The new Honda Clarity fuel-cell vehicle returns the best total mileage of any zero-emissions vehicle on the road today.
Set to launch later in the year, Honda has just made official the total range figure for its new Clarity fuel-cell vehicle. With an EPA rating of 366 miles (589 kilometers) on a single tank, and a fuel economy equivalency rating of 69 mpg city/67 highway/68 combined, Honda claims the title of the “best [range] of any zero-emission vehicle.”
The five-passenger Clarity FCV sedan will begin selling in the U.S. towards the end of 2016 at 12 approved dealerships located in select California markets.

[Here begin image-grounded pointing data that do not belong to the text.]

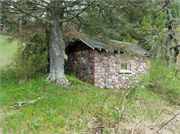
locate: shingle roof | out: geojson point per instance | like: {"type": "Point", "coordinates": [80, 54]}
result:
{"type": "Point", "coordinates": [114, 45]}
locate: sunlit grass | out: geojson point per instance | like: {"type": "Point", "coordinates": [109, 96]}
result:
{"type": "Point", "coordinates": [7, 49]}
{"type": "Point", "coordinates": [77, 108]}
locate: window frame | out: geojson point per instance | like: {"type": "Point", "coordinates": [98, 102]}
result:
{"type": "Point", "coordinates": [127, 68]}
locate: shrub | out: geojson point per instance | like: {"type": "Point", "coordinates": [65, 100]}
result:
{"type": "Point", "coordinates": [31, 58]}
{"type": "Point", "coordinates": [162, 80]}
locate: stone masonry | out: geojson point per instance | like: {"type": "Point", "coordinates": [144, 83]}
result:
{"type": "Point", "coordinates": [102, 69]}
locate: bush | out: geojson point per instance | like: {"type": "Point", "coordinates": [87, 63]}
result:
{"type": "Point", "coordinates": [162, 80]}
{"type": "Point", "coordinates": [30, 59]}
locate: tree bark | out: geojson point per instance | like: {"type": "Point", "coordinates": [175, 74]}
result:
{"type": "Point", "coordinates": [57, 47]}
{"type": "Point", "coordinates": [167, 52]}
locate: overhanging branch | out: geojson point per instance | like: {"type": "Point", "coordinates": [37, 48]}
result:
{"type": "Point", "coordinates": [78, 13]}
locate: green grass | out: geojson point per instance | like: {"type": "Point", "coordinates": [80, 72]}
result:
{"type": "Point", "coordinates": [7, 49]}
{"type": "Point", "coordinates": [82, 108]}
{"type": "Point", "coordinates": [72, 109]}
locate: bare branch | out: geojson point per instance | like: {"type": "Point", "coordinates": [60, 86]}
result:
{"type": "Point", "coordinates": [26, 11]}
{"type": "Point", "coordinates": [82, 10]}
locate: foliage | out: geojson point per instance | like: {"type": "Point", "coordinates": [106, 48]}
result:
{"type": "Point", "coordinates": [162, 80]}
{"type": "Point", "coordinates": [30, 59]}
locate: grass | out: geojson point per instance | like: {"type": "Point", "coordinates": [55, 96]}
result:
{"type": "Point", "coordinates": [82, 108]}
{"type": "Point", "coordinates": [6, 49]}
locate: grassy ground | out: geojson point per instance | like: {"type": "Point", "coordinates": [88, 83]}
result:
{"type": "Point", "coordinates": [6, 49]}
{"type": "Point", "coordinates": [39, 107]}
{"type": "Point", "coordinates": [82, 108]}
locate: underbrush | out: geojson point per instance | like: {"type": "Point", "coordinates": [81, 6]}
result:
{"type": "Point", "coordinates": [79, 108]}
{"type": "Point", "coordinates": [163, 81]}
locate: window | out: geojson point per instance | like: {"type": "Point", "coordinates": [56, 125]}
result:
{"type": "Point", "coordinates": [125, 68]}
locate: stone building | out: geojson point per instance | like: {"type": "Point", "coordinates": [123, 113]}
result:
{"type": "Point", "coordinates": [112, 64]}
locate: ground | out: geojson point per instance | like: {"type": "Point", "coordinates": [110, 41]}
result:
{"type": "Point", "coordinates": [82, 108]}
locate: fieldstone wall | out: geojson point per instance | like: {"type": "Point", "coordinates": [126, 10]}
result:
{"type": "Point", "coordinates": [102, 69]}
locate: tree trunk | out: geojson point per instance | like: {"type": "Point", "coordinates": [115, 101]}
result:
{"type": "Point", "coordinates": [167, 52]}
{"type": "Point", "coordinates": [57, 48]}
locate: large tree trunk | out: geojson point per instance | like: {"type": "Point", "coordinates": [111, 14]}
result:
{"type": "Point", "coordinates": [167, 52]}
{"type": "Point", "coordinates": [57, 48]}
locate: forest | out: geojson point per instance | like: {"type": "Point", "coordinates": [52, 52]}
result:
{"type": "Point", "coordinates": [38, 95]}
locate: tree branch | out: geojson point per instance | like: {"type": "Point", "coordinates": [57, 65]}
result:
{"type": "Point", "coordinates": [78, 13]}
{"type": "Point", "coordinates": [25, 11]}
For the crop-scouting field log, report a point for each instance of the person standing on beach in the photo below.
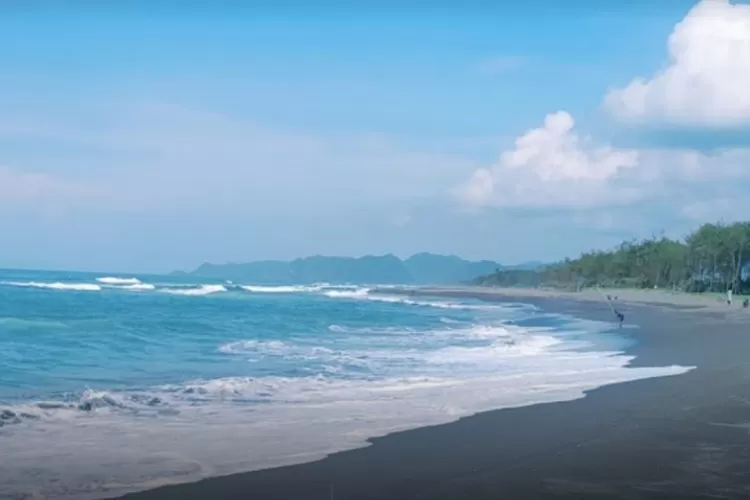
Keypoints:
(619, 315)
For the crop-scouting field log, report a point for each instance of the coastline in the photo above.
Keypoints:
(681, 436)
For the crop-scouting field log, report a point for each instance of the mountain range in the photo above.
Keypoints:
(421, 268)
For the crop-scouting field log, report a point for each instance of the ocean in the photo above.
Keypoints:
(112, 383)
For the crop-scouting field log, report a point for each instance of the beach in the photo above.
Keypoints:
(685, 436)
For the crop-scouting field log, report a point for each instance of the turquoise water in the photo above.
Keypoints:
(120, 382)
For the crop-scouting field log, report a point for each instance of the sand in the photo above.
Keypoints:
(681, 437)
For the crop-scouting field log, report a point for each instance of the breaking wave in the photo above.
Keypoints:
(86, 287)
(110, 280)
(195, 290)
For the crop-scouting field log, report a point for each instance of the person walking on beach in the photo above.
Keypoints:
(619, 315)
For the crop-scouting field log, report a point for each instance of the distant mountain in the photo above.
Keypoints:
(419, 269)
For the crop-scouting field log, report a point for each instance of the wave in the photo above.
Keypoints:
(195, 291)
(367, 294)
(357, 293)
(282, 288)
(87, 287)
(110, 280)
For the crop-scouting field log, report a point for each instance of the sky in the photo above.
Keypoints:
(153, 136)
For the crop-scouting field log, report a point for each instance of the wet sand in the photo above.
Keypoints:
(685, 436)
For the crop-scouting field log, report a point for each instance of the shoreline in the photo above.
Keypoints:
(472, 457)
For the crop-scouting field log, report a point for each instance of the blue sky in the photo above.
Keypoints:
(148, 138)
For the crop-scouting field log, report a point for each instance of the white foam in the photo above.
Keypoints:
(357, 293)
(213, 426)
(195, 291)
(138, 287)
(366, 294)
(87, 287)
(111, 280)
(281, 288)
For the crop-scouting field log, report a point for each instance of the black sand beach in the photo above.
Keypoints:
(685, 436)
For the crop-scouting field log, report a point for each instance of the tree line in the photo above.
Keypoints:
(713, 258)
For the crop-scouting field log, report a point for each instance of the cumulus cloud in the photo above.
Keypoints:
(707, 79)
(552, 166)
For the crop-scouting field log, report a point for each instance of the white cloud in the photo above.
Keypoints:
(19, 186)
(552, 166)
(707, 80)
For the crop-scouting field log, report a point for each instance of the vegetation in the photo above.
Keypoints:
(711, 259)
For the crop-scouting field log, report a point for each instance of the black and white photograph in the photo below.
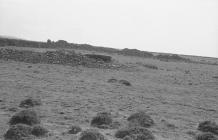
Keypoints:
(108, 69)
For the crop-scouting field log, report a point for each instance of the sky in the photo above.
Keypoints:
(173, 26)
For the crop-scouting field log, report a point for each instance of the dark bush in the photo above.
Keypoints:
(75, 129)
(102, 119)
(30, 102)
(138, 137)
(91, 134)
(39, 131)
(131, 131)
(98, 57)
(135, 52)
(208, 126)
(140, 119)
(125, 82)
(206, 136)
(28, 117)
(18, 132)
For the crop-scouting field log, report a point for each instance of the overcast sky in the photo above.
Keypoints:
(173, 26)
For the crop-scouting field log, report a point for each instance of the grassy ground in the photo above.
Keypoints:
(177, 95)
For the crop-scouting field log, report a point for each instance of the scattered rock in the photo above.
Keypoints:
(91, 134)
(39, 131)
(125, 82)
(138, 137)
(98, 57)
(208, 126)
(112, 80)
(140, 119)
(131, 131)
(102, 120)
(206, 136)
(28, 117)
(30, 102)
(19, 132)
(75, 129)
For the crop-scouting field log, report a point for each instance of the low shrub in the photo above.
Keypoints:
(30, 102)
(98, 57)
(140, 119)
(125, 82)
(28, 117)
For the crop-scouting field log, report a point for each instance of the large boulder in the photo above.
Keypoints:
(39, 131)
(140, 118)
(206, 136)
(28, 117)
(102, 120)
(132, 132)
(19, 132)
(30, 102)
(74, 129)
(208, 126)
(91, 134)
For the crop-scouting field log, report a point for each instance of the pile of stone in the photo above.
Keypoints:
(62, 57)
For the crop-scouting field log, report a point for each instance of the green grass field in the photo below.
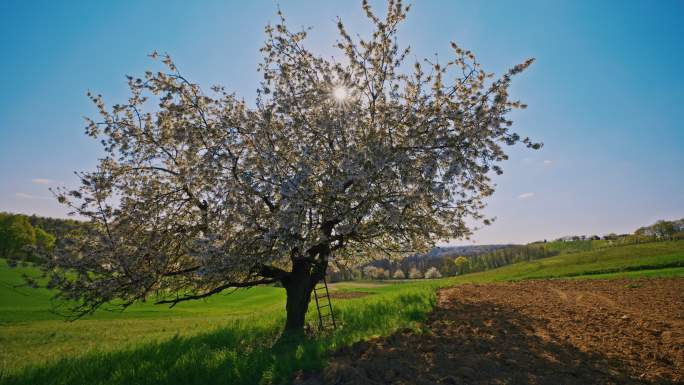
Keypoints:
(229, 339)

The network range includes cities like Los Angeles, San Francisco, and Sacramento, as well as the surrounding areas, building on the growing fuel cell infrastructure in the area.
“The zero-emissions family road trip is no longer science fiction,” says Steve Center, vice president of the Environmental Business Development Office at American Honda Motor Co. “Not only does the Clarity Fuel Cell fit five passengers and refuel in three to five minutes, if offers customers a driving range on par with gasoline-powered cars.”
Comparatively, the Clarity FCV range is superior to already existing zero-emissions competitors; a 51-mile (82-kilometer) range difference over the top-trim Tesla Model S P100D (315 miles/506 kilometers), a 54-mile (86-kilometer) range difference over the Toyota Mirai FCV (321 miles/516 kilometers), and an impressive 128-mile (205-kilometer) range difference over the newly-introduced Chevrolet Bolt (238 miles/383 kilometers).
Included along with an impressive range will be features like Honda Sensing technology, Apple CarPlay, and Android Auto, just to name a few. No official word on pricing has been given, but expect the Clarity to retail for around $60,000 (€55,000) in the U.S., and lease for around $500 (€459) per month, a similar price tag to the already-on-sale Mirai fuel-cell vehicle ($57,500/$499 per month).
The Clarity FCV is just one of many vehicles set to be introduced by the company in the next few years in an effort to reduce 50 percent of its C02 emissions on a global basis by 2050.